Damit war die Brücke gebaut zur BVG. Investitionen in den teilweise bald 40 Jahre alten Fuhrpark des Landesunternehmens seien dringlicher als die Tilgung der Altschulden, sagte Müller. Investitionen in neue U-Bahn-Waggons hatte bereits der neue Finanzsenator Matthias Kollatz-Ahnen (SPD) angeregt.

Wie die Altschulden der BVG abgetragen werden können, müsse auf Landesebene beraten werden, sagte Müller. Eine teilweise Übernahme halte er ebenso für möglich wie eine schrittweise Tilgung durch die BVG – wobei diese Jahrzehnte dauern dürfte.

Investitionsstau. Das Chaos auf den Straßen liegt nicht nur an Schlaglöchern, sondern oft auch an Defiziten in der Verwaltung. Müller stellt Besserung in Aussicht.
Investitionsstau.

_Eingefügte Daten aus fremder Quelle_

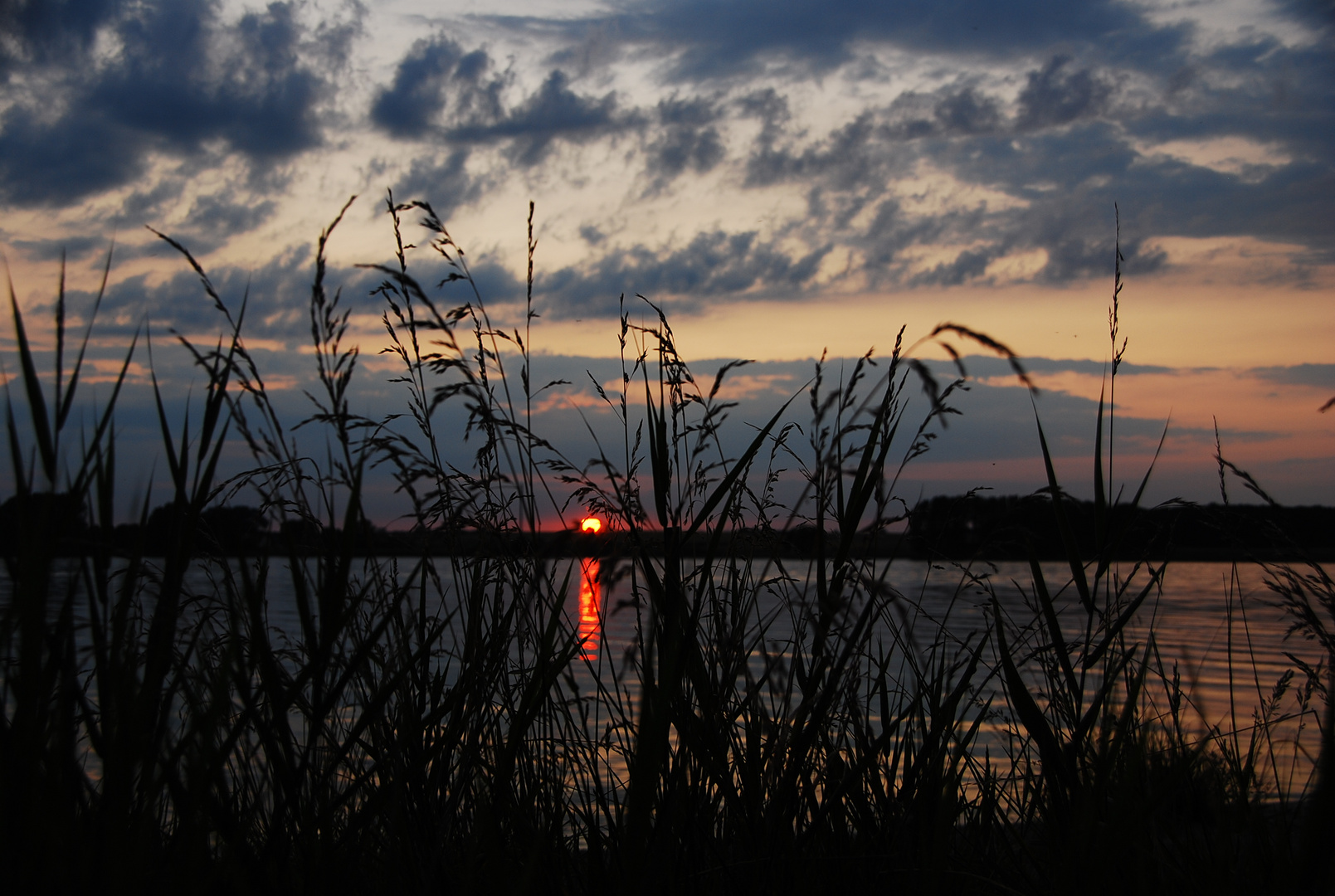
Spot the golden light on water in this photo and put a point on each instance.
(590, 608)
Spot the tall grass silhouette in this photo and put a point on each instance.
(778, 725)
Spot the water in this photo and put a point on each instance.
(1212, 626)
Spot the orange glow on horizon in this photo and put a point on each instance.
(590, 609)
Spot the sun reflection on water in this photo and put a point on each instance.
(590, 609)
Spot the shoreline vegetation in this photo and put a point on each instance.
(158, 738)
(960, 528)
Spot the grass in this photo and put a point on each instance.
(160, 736)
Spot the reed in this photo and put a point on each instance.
(777, 725)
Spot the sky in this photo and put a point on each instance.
(785, 179)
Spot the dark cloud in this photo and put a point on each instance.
(1056, 95)
(438, 83)
(51, 250)
(725, 39)
(553, 113)
(182, 81)
(442, 92)
(276, 297)
(443, 181)
(685, 139)
(37, 32)
(714, 263)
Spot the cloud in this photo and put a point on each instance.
(276, 297)
(181, 81)
(1321, 376)
(37, 32)
(1056, 95)
(710, 41)
(714, 263)
(442, 179)
(438, 81)
(552, 113)
(686, 139)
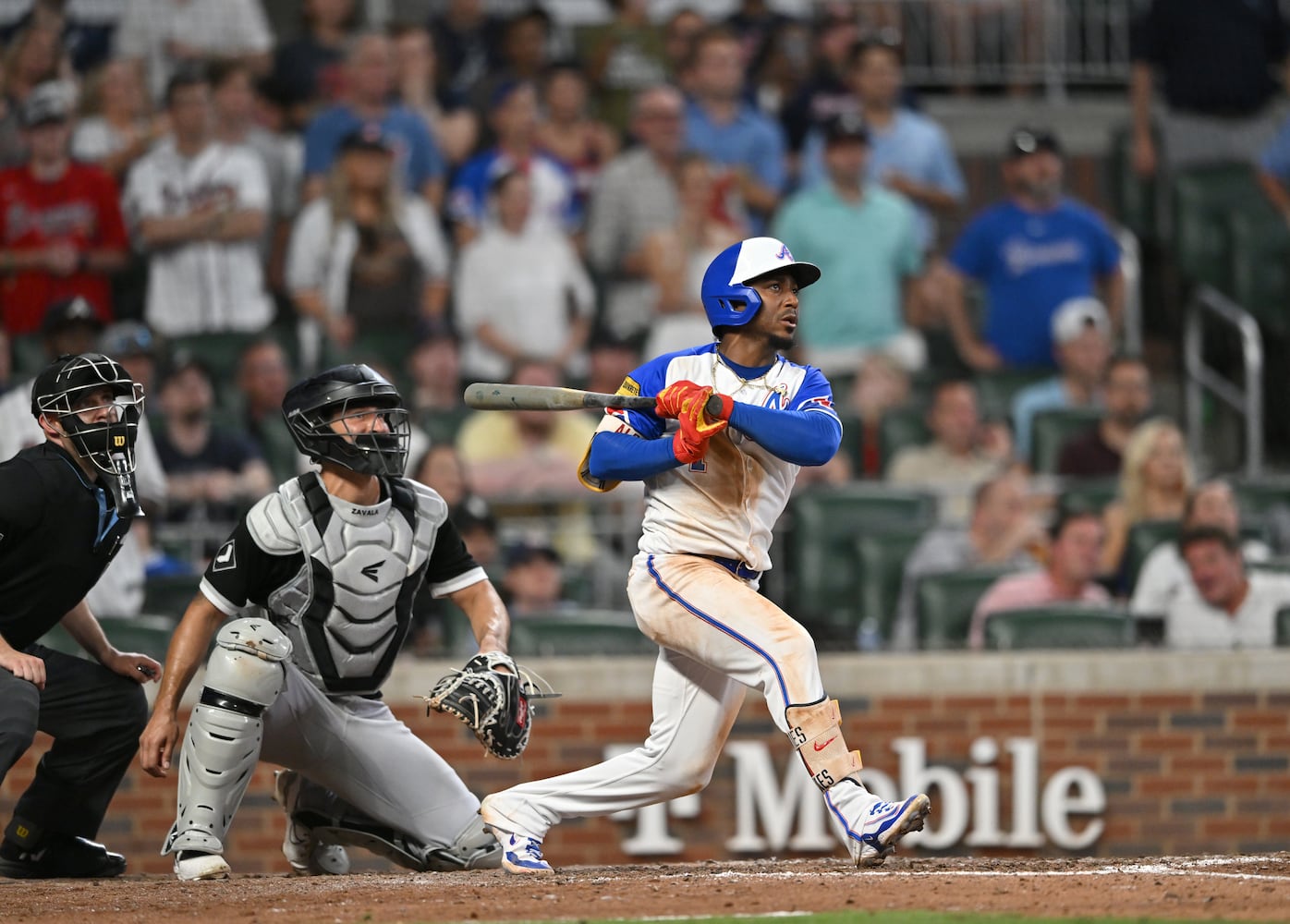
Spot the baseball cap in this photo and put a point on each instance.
(67, 312)
(846, 127)
(51, 101)
(1076, 315)
(368, 137)
(759, 256)
(1029, 140)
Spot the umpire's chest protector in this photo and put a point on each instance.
(348, 608)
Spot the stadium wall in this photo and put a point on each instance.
(1055, 754)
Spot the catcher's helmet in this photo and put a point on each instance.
(339, 394)
(728, 298)
(59, 394)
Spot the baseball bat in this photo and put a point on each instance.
(502, 396)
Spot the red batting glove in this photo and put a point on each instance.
(670, 403)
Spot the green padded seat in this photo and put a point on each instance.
(945, 602)
(1051, 432)
(1059, 627)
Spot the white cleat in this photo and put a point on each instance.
(191, 866)
(305, 853)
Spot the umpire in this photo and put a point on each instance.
(65, 507)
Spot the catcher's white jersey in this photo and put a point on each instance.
(728, 504)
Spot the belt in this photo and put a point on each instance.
(738, 568)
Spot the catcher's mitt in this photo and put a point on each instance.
(493, 703)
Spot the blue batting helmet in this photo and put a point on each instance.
(728, 299)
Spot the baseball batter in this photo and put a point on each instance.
(329, 565)
(713, 491)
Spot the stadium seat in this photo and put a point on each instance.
(882, 556)
(821, 560)
(1052, 429)
(1093, 493)
(944, 604)
(585, 633)
(1059, 627)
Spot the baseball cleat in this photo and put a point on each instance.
(192, 865)
(305, 853)
(882, 825)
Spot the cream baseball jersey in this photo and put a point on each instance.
(728, 502)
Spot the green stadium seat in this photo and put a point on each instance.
(1202, 198)
(1051, 432)
(585, 633)
(1093, 493)
(944, 604)
(882, 556)
(821, 560)
(1144, 537)
(1059, 627)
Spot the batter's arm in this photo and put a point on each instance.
(189, 647)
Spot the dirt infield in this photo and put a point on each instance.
(1237, 888)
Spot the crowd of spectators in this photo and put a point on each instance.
(452, 195)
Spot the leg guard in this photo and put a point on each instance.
(221, 746)
(817, 733)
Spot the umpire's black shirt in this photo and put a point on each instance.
(57, 533)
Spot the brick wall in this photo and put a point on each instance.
(1183, 772)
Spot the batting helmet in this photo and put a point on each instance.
(61, 393)
(728, 298)
(337, 395)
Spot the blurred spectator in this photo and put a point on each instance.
(521, 292)
(908, 152)
(263, 377)
(199, 208)
(369, 87)
(882, 384)
(119, 128)
(622, 57)
(1223, 607)
(514, 119)
(1081, 338)
(234, 104)
(1031, 253)
(722, 126)
(61, 228)
(1001, 533)
(368, 256)
(1163, 575)
(213, 472)
(452, 123)
(964, 452)
(309, 67)
(569, 134)
(1155, 483)
(468, 42)
(677, 257)
(636, 198)
(865, 239)
(1075, 547)
(172, 36)
(826, 93)
(1217, 67)
(527, 452)
(533, 583)
(1100, 451)
(435, 397)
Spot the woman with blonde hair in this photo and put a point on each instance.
(1155, 479)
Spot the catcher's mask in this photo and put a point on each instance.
(101, 432)
(346, 395)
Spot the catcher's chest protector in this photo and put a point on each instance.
(348, 608)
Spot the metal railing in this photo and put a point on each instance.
(1247, 400)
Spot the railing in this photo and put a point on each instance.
(1247, 402)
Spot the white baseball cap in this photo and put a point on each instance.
(1076, 315)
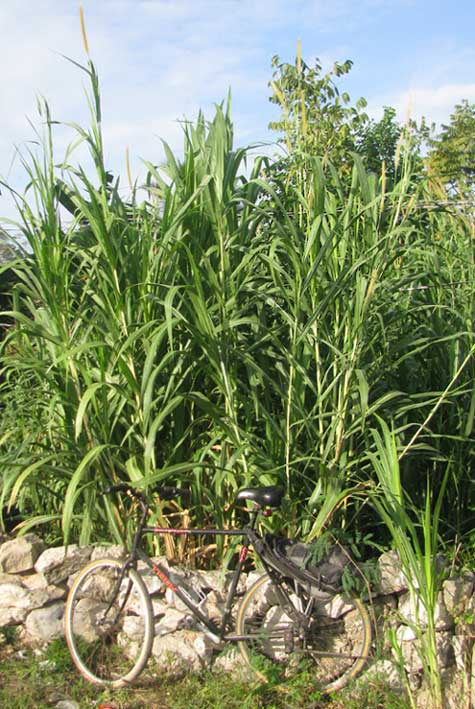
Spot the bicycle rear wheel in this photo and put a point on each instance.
(324, 651)
(108, 623)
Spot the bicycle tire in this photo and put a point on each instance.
(328, 654)
(110, 649)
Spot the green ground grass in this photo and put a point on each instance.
(42, 680)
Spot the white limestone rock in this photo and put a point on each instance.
(20, 554)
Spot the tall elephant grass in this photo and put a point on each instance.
(216, 330)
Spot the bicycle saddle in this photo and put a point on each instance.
(270, 496)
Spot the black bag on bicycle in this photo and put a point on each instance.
(298, 560)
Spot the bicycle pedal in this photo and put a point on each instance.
(187, 623)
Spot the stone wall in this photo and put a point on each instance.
(34, 582)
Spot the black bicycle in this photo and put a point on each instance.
(283, 625)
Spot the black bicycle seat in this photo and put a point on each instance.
(270, 496)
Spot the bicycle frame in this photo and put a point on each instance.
(249, 534)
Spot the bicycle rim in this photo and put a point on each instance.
(109, 625)
(324, 656)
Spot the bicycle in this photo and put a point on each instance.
(281, 625)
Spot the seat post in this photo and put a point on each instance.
(254, 516)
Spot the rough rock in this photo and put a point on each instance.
(60, 563)
(45, 624)
(387, 671)
(115, 551)
(457, 593)
(20, 554)
(185, 649)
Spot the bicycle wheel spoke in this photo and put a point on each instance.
(108, 624)
(330, 643)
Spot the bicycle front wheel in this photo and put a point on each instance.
(324, 649)
(108, 623)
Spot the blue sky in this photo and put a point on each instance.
(161, 60)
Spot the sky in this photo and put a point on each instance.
(160, 61)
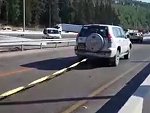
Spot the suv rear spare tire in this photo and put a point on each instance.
(94, 42)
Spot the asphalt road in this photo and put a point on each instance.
(38, 35)
(94, 82)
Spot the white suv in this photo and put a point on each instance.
(103, 41)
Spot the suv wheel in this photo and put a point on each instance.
(115, 59)
(127, 56)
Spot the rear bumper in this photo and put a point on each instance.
(100, 54)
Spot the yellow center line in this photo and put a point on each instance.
(17, 71)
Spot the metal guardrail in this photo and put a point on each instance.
(35, 42)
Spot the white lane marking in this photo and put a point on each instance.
(11, 92)
(80, 103)
(135, 103)
(16, 90)
(38, 81)
(60, 71)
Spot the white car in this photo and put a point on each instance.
(103, 41)
(51, 33)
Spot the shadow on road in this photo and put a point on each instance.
(54, 100)
(116, 102)
(52, 64)
(60, 63)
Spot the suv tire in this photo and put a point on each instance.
(115, 60)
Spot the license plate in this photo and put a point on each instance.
(81, 46)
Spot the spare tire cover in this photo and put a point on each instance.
(94, 42)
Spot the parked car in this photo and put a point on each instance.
(103, 41)
(51, 33)
(68, 28)
(136, 36)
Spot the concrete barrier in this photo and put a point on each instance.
(139, 102)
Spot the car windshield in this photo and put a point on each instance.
(88, 30)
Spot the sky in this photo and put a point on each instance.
(145, 0)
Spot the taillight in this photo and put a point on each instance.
(109, 38)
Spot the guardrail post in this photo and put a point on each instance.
(41, 46)
(68, 43)
(22, 47)
(55, 44)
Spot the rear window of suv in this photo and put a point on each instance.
(88, 30)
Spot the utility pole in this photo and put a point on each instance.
(24, 15)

Das Chaos auf den Straßen liegt nicht nur an Schlaglöchern, sondern oft auch an Defiziten in der Verwaltung. Müller stellt Besserung in Aussicht.

© picture alliance / dpa

Dass vielen Berlinern das tägliche Chaos auf den Straßen näher ist als der milliardenteure, vage Ausbau der Stadtautobahn, ist Müller deutlich bewusst. Hinter den Zuständen bei der als peinlichste Behörde der Stadt gescholtenen Verkehrslenkung Berlin (VLB) stecke „ein ganz, ganz vielschichtiges Problem“: Zum einen sei trotz vorhandenen Budgets nicht genug qualifiziertes Personal zu finden, zum anderen sei das Arbeitsaufkommen – etwa für Straßensperrungen und Umleitungen – angesichts tausender Demonstrationen und hunderter Filmdrehs pro Jahr gigantisch. Die Arbeitsbelastung spiegele sich im Krankenstand von 25 Prozent wider. „Mittelfristig wird es besser, aber nicht morgen“, versprach der Regierende. Auf der Habenseite kann er bereits das „Aufgrabeverbot“ verbuchen, das er im vergangenen Jahr als Stadtentwicklungssenator erließ – und das ihm beim Tagesspiegel- Publikum spontanen Applaus einbrachte. Es regelt, dass die Leitungsfirmen wie Vattenfall, Gasag und Telekom nur in konzertierter Aktion arbeiten dürfen. Eine einmal aufgegrabene Straße dürfe erst nach fünf Jahren wieder angetastet werden.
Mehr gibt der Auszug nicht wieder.